Hacker News new | ask | show | jobs
by jstimpfle 1075 days ago
> Well alright maybe a string is more like a big int or big decimal than a long, but all of these are commonly used enough that they should be part of just about any language.

There is no way to fit what you describe in C. A string needs storage and lifetime management -- not only do you have to create new strings, you also have to delete strings that become unreferenced. There is no way to wrap a nice syntax around this in C to just make temporary strings that get automatically cleaned up. You would have to introduce a dependency on a global heap allocator, and introduce reference counting or similar machinery, and C is simply not about doing that.

And with a more structured approach, that missing syntax doesn't hurt that much. It can feel good to know what lives where and how the storage is managed. If you don't like it, go look someplace else. But don't critique C for concentrating on more basic and essential abstractions.

> Unless there's a separate type I've never seen they're still just a char* that's made at compile time.

Compile time is what I said right? And it doesn't make a char-pointer but a fixed size char-array.

You can have what you want in C++ thanks to RAII, like std::string. Whether the result is worthwhile is another question.

> If done right, the VM/compiler should be smart enough to optimize these repetitive things according to best known practices

User inputs aren't performance sensitive at all. You have a human in front that's sending maybe a dozen Byte/s of data at peak. Any language can handle that.

For visual output you're sitting on top of a browser rendering engine that's highly optimized in C/C++/Rust etc. Billions of dollars have been put into it. It's still certainly possible to use the API (the DOM and CSS) in the wrong way to make it dog slow.

The efficiency of making modifications to the data model underneath is predicated on the selection of data structures. If those are wrong, it will be slow no matter the selection of language or VM/compiler.
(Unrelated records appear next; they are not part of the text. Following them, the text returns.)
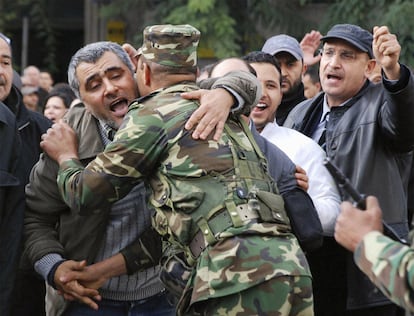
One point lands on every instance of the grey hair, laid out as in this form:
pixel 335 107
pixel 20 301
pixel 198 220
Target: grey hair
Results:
pixel 92 53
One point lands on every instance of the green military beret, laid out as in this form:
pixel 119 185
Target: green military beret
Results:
pixel 171 45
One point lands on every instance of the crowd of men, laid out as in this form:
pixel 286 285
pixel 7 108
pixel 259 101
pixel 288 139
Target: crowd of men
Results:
pixel 161 193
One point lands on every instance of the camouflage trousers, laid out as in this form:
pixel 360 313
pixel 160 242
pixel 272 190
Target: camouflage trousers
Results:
pixel 280 296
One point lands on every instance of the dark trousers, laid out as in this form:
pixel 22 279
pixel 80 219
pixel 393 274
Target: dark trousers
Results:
pixel 28 294
pixel 329 279
pixel 386 310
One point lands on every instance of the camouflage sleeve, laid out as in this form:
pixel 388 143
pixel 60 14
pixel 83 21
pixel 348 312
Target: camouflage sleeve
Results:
pixel 389 265
pixel 243 83
pixel 134 154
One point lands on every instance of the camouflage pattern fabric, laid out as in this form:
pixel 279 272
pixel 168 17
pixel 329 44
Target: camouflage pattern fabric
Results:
pixel 285 295
pixel 171 45
pixel 152 144
pixel 390 266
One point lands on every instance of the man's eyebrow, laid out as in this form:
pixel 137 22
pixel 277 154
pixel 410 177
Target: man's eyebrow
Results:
pixel 96 75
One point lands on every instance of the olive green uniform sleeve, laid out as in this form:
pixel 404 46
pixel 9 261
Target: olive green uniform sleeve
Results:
pixel 243 83
pixel 389 265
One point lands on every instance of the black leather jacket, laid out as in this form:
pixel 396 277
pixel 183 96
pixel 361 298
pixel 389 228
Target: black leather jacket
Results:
pixel 372 144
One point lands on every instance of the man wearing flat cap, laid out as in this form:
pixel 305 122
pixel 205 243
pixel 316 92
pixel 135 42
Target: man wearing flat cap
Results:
pixel 369 135
pixel 214 199
pixel 288 52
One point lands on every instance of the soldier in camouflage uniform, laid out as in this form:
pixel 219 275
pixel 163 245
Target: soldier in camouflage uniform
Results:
pixel 213 199
pixel 388 263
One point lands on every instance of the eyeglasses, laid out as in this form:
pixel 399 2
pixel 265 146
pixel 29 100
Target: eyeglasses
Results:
pixel 344 55
pixel 5 38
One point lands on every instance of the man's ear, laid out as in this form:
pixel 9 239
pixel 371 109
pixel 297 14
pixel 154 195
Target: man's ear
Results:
pixel 304 67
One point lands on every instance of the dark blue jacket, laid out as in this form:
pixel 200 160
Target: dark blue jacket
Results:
pixel 31 126
pixel 11 205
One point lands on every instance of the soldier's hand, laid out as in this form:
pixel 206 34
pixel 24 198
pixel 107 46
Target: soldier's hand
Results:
pixel 60 142
pixel 212 114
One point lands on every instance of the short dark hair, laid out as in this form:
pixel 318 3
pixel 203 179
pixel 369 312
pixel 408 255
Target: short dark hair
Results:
pixel 262 57
pixel 313 72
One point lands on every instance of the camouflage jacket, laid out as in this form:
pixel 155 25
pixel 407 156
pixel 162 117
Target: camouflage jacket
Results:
pixel 390 266
pixel 153 145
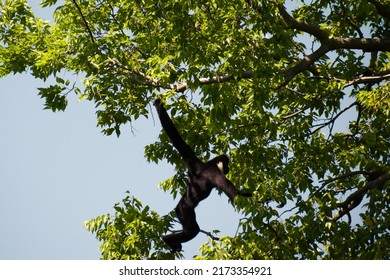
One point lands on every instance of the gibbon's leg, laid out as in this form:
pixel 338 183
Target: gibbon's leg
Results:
pixel 181 146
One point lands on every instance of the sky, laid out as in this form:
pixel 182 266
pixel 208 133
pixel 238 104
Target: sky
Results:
pixel 57 170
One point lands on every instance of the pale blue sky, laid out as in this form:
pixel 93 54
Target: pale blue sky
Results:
pixel 57 170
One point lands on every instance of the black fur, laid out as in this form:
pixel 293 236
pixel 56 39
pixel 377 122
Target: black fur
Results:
pixel 203 177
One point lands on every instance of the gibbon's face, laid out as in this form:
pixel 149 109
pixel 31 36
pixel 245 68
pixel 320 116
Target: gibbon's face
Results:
pixel 223 168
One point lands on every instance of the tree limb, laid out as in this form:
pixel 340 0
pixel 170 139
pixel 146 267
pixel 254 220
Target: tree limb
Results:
pixel 84 21
pixel 382 9
pixel 356 198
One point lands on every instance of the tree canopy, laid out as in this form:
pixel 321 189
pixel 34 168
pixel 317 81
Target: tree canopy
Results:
pixel 295 92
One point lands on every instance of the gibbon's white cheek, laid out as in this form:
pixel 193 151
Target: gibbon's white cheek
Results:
pixel 220 166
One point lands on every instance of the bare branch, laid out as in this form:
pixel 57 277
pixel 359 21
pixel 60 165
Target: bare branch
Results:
pixel 293 23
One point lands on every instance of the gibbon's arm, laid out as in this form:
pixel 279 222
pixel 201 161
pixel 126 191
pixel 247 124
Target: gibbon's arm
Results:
pixel 223 183
pixel 177 141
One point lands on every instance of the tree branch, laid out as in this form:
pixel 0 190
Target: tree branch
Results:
pixel 356 198
pixel 327 43
pixel 84 21
pixel 382 9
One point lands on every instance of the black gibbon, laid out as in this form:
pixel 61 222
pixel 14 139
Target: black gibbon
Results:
pixel 202 178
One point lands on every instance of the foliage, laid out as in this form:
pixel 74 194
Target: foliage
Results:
pixel 296 93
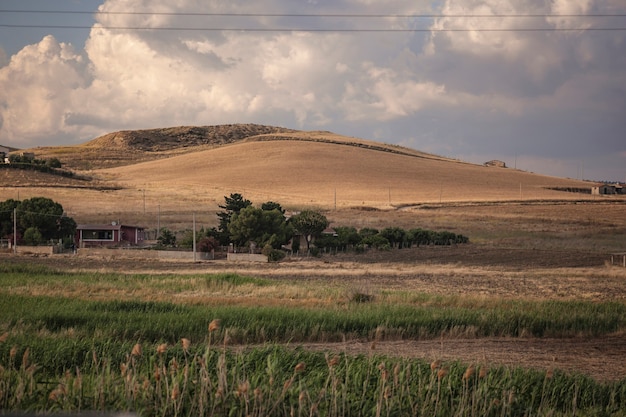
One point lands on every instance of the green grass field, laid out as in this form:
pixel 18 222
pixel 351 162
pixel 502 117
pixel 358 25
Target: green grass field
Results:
pixel 98 341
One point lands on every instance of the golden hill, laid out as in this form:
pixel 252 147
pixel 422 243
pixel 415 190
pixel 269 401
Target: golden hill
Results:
pixel 191 170
pixel 328 170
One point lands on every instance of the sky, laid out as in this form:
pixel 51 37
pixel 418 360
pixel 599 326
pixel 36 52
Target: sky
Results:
pixel 538 84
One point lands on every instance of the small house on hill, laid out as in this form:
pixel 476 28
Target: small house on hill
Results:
pixel 4 151
pixel 113 234
pixel 495 163
pixel 607 189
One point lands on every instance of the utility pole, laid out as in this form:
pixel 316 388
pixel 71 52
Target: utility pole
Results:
pixel 14 231
pixel 158 221
pixel 194 237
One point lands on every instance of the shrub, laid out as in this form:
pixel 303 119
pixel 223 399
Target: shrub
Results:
pixel 32 236
pixel 275 255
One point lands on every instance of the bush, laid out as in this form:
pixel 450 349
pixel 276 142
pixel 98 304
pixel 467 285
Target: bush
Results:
pixel 32 236
pixel 276 255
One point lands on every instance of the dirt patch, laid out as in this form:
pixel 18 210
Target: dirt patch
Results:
pixel 600 358
pixel 465 271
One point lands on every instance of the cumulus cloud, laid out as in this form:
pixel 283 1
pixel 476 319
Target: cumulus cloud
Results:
pixel 447 92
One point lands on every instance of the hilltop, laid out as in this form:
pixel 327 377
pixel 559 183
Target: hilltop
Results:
pixel 129 147
pixel 186 168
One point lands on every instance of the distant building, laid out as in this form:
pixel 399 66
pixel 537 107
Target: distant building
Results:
pixel 495 163
pixel 113 234
pixel 606 189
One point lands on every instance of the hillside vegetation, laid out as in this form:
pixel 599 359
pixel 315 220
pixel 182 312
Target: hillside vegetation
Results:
pixel 192 168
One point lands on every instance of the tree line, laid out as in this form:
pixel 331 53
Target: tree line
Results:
pixel 39 220
pixel 270 230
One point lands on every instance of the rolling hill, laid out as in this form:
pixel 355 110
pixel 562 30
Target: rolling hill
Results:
pixel 188 167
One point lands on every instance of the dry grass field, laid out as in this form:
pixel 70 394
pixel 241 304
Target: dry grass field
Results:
pixel 528 241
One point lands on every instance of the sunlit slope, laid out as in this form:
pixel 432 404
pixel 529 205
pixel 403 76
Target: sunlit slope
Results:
pixel 325 174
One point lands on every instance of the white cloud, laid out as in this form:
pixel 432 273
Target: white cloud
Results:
pixel 443 90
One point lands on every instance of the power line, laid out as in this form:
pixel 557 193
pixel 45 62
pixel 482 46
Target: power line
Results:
pixel 314 15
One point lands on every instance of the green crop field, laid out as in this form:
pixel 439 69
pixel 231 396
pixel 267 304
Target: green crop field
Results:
pixel 96 341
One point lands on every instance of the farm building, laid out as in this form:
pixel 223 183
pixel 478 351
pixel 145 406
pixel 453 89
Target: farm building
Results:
pixel 4 151
pixel 113 234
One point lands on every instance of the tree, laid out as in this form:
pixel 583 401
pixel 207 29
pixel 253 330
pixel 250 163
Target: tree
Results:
pixel 264 227
pixel 271 205
pixel 46 216
pixel 310 224
pixel 6 217
pixel 232 205
pixel 32 236
pixel 166 238
pixel 395 236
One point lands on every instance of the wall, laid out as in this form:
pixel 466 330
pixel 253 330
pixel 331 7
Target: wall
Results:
pixel 248 257
pixel 145 254
pixel 42 250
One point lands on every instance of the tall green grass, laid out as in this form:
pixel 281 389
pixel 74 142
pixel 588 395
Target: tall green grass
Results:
pixel 206 379
pixel 60 353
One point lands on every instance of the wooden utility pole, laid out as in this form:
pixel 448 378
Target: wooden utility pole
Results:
pixel 14 230
pixel 194 237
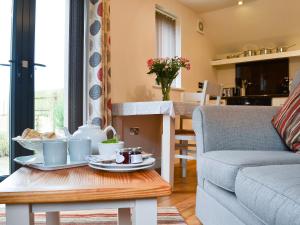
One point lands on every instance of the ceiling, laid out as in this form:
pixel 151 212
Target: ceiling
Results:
pixel 202 6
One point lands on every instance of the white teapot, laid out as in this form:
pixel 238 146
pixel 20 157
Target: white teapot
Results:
pixel 92 132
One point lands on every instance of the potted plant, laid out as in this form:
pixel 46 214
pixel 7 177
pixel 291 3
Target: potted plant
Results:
pixel 166 70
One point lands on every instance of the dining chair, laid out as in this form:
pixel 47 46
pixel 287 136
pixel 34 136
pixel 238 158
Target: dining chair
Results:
pixel 187 150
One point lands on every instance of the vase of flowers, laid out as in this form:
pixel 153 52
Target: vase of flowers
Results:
pixel 166 70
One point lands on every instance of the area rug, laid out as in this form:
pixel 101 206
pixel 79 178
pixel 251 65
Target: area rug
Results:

The text buffer is certainly one central datastructure that has to be fast. https://code.visualstudio.com/blogs/2018/03/23/text-buffer-r.... One thing to try is finding the "string" in there. See also the "Why not C++" section.

1 comments

The fundamental type isn't what you're thinking of as "string" roughly C++ std::string

What's fundamental is the reference type, because that's the type you're going to use much more often, this is correctly a slice type, it refers to some bytes, I said above &[u8] is the least capability that's reasonable, and that's at last what std::string_view gives C++

This is one of the many fundamental choices Rust made that's much cleverer than it looks. The str type (some bytes which are promised to be UTF-8 text) is a language feature, a slight improvement on [u8] that's core to the language, however String is just a library type, albeit a very heavily optimized library type. A $1 micro controller might well have some use for &'static str, the immutable slice reference, e.g. to talk about some text baked into its firmware, but it doesn't have a heap allocator, it's not about to waste precious RAM on a dynamic allocator, and so it doesn't need String.

The talking point is a string type that can be used with some convenience. Let's say join multiple of them together at runtime with '+'. Or whatever, maybe just a function call. I was explaining why it doesn't work just like that.

The str type you mention is a nice feature, and in the future when I will have switched to Rust or whatever, I might use it to write my programs in 5 lines less.

While in C I have to use C's "slice" type: char x[] = "Hello". I know it's not quite as good since if I was to pass this around, I would have to make a pointer + length representation for this. If I needed it, it can be automatized from string literals: struct String(const char *buffer, size_t size); #define STRING(lit) (String){lit "", sizeof lit - 1}. Or char buffer[256]; my_api(buffer, sizeof buffer);

For the few situtations where string manipulation is required, it's just not a real problem.